Clipping with gIntersects

This short piece demonstrates how clipping spatial data can be done using the rgeos package in R. A more common method is to use the sp::over function, as detailed in another, larger tutorial see here.

The test datasets are contained in the data folder of a repository called Creating-maps-in-R. These, and the rgeos library needed for the function can be loaded with the following commands:

load("data/lnd.RData")
load("data/stations.RData")
library(rgeos)
## Loading required package: sp
## rgeos version: 0.2-19, (SVN revision 394)
##  GEOS runtime version: 3.3.8-CAPI-1.7.8 
##  Polygon checking: TRUE

Here, we use gIntersects, although we could equally use gContains, gWithin and other g... functions. The power of these commands can be seen by accessing the rgeos help pages, e.g. ?gOverlaps. gIntersects will output information for each point, telling us which polygon it interacts with (i.e. the polygon it is in).

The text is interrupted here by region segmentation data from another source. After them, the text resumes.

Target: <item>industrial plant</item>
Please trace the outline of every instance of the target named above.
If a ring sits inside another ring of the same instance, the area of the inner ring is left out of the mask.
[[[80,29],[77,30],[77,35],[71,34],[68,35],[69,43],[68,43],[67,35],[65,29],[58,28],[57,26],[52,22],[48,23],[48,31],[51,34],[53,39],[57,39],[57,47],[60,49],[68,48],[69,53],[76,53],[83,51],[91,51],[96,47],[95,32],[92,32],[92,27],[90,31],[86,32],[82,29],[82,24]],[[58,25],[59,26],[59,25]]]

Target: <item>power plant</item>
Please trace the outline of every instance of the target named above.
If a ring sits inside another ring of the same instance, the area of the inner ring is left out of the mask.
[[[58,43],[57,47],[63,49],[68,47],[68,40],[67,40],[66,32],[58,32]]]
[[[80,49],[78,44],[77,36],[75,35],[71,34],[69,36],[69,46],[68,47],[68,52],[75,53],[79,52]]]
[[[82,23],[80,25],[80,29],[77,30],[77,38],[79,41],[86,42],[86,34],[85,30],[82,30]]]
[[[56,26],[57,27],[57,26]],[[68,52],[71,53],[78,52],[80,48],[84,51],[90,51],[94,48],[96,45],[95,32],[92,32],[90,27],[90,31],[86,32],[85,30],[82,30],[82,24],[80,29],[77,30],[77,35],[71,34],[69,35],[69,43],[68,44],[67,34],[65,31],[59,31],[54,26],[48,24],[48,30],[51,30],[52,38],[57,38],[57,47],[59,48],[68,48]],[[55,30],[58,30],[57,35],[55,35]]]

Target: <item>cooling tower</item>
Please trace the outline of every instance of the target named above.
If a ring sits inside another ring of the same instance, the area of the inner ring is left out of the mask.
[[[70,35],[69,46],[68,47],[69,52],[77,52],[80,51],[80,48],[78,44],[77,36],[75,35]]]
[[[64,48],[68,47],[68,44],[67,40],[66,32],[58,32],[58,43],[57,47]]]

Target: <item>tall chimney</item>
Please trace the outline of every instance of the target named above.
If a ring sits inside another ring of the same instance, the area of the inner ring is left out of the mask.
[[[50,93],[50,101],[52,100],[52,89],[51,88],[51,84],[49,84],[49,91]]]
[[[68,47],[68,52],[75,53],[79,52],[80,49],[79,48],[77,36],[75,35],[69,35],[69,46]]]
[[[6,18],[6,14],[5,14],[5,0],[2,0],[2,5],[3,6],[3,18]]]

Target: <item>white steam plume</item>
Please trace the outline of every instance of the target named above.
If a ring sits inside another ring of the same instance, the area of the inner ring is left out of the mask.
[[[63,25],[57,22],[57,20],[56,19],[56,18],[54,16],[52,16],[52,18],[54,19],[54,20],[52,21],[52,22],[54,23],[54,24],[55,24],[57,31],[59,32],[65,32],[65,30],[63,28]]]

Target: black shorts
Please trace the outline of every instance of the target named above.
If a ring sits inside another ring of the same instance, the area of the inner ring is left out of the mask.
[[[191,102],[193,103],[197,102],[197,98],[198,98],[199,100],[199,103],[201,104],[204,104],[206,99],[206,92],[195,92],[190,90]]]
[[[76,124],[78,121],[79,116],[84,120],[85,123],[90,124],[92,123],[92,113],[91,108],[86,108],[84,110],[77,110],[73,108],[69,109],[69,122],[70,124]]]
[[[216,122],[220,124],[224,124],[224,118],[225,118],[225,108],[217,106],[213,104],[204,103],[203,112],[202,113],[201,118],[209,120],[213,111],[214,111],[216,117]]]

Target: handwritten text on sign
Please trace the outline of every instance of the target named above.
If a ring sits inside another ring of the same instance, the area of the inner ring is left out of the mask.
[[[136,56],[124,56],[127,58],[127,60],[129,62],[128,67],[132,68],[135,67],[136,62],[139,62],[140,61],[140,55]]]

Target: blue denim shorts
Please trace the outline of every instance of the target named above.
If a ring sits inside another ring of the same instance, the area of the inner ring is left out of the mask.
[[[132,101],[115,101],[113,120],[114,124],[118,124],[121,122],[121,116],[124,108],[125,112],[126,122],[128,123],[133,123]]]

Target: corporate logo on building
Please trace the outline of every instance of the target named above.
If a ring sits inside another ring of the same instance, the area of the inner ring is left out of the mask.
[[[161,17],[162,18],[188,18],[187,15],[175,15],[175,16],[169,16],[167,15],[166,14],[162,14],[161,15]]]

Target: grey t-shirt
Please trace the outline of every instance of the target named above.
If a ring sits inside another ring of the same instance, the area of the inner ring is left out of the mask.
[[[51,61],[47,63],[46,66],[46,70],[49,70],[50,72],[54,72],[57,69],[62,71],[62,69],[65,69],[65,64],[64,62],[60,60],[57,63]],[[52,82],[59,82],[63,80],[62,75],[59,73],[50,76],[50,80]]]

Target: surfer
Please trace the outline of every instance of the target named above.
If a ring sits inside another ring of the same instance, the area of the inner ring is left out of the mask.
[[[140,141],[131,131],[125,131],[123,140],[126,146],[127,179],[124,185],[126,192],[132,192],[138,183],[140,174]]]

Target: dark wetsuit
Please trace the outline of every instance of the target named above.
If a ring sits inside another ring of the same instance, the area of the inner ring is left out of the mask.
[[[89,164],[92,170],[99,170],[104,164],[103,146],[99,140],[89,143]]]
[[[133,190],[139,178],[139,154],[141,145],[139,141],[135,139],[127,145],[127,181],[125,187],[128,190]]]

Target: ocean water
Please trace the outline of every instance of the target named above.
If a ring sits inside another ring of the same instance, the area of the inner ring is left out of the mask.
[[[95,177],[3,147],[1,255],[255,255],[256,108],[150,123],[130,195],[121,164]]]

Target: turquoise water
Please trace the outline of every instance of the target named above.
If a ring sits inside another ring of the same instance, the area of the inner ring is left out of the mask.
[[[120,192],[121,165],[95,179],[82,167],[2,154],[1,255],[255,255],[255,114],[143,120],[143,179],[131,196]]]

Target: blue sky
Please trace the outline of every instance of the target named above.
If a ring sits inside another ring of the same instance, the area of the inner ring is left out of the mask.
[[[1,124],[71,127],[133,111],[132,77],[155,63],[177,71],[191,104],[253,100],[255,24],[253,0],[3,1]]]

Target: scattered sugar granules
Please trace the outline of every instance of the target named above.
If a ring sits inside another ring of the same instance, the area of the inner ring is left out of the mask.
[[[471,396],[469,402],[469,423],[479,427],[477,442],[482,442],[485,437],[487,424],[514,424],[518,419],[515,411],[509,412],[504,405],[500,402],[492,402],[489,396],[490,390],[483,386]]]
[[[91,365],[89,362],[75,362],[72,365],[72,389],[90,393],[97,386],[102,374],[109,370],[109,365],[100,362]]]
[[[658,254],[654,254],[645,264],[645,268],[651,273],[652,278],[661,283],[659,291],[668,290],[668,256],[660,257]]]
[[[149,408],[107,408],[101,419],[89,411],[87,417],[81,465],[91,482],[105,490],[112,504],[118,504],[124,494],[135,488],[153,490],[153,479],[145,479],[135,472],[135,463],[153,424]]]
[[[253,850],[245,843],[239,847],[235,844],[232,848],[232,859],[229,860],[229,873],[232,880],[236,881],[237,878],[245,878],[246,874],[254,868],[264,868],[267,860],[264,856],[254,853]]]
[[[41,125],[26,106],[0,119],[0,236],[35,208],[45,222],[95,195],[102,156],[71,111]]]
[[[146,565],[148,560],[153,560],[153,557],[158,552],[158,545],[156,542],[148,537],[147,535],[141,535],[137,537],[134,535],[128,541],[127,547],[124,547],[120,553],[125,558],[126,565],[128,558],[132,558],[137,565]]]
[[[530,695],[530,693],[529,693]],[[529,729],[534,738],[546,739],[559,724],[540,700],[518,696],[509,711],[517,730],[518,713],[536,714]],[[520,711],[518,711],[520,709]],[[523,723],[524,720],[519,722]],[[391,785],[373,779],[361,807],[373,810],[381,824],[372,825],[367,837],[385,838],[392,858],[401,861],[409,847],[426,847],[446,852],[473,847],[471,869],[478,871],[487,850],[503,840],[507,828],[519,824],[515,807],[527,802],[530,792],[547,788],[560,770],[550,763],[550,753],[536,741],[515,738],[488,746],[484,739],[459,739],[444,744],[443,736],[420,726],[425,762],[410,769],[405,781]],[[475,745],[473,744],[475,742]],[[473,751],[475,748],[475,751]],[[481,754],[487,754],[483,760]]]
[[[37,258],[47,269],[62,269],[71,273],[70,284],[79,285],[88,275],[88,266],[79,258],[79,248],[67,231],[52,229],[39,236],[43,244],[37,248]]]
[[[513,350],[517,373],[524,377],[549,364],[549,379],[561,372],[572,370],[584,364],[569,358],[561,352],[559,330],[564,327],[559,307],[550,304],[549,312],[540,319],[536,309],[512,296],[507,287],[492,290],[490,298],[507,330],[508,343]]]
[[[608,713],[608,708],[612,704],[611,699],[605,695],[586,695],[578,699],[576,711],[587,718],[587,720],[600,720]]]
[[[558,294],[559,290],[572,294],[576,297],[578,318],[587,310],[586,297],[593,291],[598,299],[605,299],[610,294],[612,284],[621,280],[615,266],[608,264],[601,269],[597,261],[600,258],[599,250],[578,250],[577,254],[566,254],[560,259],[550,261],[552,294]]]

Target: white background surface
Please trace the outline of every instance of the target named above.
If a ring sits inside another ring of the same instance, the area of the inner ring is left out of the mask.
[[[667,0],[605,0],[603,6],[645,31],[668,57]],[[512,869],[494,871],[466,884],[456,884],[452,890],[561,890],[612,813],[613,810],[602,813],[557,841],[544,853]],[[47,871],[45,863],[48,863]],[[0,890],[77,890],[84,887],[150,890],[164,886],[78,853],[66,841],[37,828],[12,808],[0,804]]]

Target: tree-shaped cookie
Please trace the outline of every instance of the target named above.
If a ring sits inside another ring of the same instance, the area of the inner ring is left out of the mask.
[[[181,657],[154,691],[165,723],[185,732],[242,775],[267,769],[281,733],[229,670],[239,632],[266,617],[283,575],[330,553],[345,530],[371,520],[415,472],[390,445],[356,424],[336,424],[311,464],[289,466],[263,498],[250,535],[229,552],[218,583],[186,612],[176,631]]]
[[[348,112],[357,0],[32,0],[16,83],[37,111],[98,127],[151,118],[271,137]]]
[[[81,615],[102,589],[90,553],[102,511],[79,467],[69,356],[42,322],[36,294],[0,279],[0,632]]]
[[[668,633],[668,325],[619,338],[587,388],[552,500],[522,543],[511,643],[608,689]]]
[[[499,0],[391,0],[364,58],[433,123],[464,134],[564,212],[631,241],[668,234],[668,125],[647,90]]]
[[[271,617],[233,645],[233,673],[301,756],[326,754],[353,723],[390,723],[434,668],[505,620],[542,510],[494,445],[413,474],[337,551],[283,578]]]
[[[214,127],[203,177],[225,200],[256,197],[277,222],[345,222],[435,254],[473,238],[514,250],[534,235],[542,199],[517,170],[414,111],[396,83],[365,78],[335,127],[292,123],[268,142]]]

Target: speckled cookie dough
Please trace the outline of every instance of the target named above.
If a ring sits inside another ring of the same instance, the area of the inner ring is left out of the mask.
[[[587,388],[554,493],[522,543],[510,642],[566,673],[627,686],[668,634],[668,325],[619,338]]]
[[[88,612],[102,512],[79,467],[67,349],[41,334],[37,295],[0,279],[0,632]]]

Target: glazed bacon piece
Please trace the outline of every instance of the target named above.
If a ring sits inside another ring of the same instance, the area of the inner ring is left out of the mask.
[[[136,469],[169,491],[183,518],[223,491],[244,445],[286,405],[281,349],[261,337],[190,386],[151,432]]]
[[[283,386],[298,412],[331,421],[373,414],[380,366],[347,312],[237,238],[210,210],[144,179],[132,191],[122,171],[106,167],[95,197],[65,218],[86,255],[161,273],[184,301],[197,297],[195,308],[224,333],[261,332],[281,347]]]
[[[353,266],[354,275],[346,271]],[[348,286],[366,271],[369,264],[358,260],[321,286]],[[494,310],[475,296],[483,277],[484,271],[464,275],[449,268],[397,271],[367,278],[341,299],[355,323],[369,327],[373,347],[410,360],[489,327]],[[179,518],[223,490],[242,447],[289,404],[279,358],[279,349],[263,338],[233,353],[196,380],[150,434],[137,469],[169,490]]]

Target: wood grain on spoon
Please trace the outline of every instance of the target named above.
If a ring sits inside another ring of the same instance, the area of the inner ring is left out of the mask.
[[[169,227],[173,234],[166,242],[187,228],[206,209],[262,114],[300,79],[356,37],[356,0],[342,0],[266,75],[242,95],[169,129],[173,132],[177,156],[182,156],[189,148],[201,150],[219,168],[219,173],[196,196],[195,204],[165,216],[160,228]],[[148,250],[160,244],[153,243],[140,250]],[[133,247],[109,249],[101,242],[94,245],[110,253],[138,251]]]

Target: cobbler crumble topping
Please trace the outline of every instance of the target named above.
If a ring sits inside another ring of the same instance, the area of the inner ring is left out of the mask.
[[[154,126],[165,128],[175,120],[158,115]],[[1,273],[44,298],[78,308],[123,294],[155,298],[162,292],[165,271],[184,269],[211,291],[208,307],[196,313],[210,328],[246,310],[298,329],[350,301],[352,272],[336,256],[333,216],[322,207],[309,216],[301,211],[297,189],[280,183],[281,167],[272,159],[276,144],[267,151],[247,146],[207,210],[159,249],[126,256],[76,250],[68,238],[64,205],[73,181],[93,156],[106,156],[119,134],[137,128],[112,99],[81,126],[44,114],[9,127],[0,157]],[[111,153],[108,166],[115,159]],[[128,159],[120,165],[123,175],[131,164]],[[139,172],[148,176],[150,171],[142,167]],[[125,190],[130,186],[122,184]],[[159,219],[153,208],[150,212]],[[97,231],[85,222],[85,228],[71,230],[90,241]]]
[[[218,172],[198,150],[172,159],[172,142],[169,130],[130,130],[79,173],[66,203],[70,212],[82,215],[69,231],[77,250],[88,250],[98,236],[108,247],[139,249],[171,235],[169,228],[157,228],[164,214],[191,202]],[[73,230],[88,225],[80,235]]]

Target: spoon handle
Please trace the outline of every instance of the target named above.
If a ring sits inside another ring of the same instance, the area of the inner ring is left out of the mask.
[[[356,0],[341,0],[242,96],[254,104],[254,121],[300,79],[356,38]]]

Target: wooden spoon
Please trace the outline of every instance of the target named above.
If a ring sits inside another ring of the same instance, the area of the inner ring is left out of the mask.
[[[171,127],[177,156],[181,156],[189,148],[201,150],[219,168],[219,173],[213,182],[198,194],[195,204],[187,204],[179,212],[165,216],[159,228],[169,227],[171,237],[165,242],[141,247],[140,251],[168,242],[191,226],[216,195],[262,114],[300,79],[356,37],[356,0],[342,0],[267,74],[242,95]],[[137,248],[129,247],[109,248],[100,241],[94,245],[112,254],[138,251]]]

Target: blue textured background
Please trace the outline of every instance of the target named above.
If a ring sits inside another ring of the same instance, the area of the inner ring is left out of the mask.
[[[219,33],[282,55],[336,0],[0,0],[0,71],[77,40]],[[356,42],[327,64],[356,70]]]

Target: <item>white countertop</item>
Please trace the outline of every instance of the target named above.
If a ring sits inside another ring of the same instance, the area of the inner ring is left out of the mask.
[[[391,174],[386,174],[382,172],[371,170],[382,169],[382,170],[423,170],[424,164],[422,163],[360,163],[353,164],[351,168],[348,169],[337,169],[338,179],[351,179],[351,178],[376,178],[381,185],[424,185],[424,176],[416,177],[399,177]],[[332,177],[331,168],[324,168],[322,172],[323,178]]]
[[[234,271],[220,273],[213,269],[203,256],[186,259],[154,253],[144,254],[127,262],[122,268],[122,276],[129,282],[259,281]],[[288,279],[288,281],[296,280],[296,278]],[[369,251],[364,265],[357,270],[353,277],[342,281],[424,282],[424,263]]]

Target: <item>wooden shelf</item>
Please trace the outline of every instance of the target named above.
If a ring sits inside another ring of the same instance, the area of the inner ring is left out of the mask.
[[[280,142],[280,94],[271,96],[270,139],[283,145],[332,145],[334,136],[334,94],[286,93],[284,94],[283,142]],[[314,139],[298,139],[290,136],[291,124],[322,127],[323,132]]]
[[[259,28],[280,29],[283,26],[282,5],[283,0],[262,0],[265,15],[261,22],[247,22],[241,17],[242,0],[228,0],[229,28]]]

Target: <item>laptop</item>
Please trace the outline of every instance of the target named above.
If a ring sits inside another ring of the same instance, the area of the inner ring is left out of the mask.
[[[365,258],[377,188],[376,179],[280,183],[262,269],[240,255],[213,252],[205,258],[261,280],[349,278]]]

Let's take a look at how the function works on our test data:

int <- gIntersects(stations, lnd, byid = T)  # find which stations intersect 
class(int)  # it's outputed a matrix
dim(int)  # with 33 rows (one for each zone) and 2532 cols (the points)
summary(int[, c(200, 500)])  # not the output of this
plot(lnd)
points(stations[200, ], col = "red")  # note point id 200 is outside the zones
points(stations[500, ], col = "green")  # note point 500 is inside
which(int[, 500] == T)  # this tells us that point 500 intersects with zone 32
points(coordinates(lnd[32, ]), col = "black")  # test the previous statement

plot of chunk Identifying and plotting individual stations

In the above code, only the first line actually 'does' anything in our workspace, by creating the object int. The proceeding lines are dedicated to exploring this object and what it means. Note that it is a matrix with columns corresponding to the points and rows corresponding to boroughs. The borough in which a particular point can be extracted from int as we shall see below. For the purposes of clipping, we are only interested in whether the point intersects with any of the boroughs. This is where the function apply, which is unique to R, comes into play:

clipped <- apply(int == F, MARGIN = 2, all)
plot(stations[which(clipped), ])  # shows all stations we DO NOT want
stations.cl <- stations[which(!clipped), ]  # use ! to select the invers
points(stations.cl, col = "green")  # check that it's worked

plot of chunk Clipped points (within London boroughs)

stations <- stations.cl
rm(stations.cl)  # tidy up: we're only interested in clipped ones

The first line instructs R to look at each column (MARGIN = 2, we would use MARGIN = 1 for row-by-row analysis) and report back whether all of the values are false. This creates the inverse selection that we want, hence the use of ! to invert it. We test that the function works on a new object (often a good idea, to avoid overwriting useful data) with plots and, once content that the clip has worked, save the sample of points to our main stations object and remove the now duplicated stations.cl object.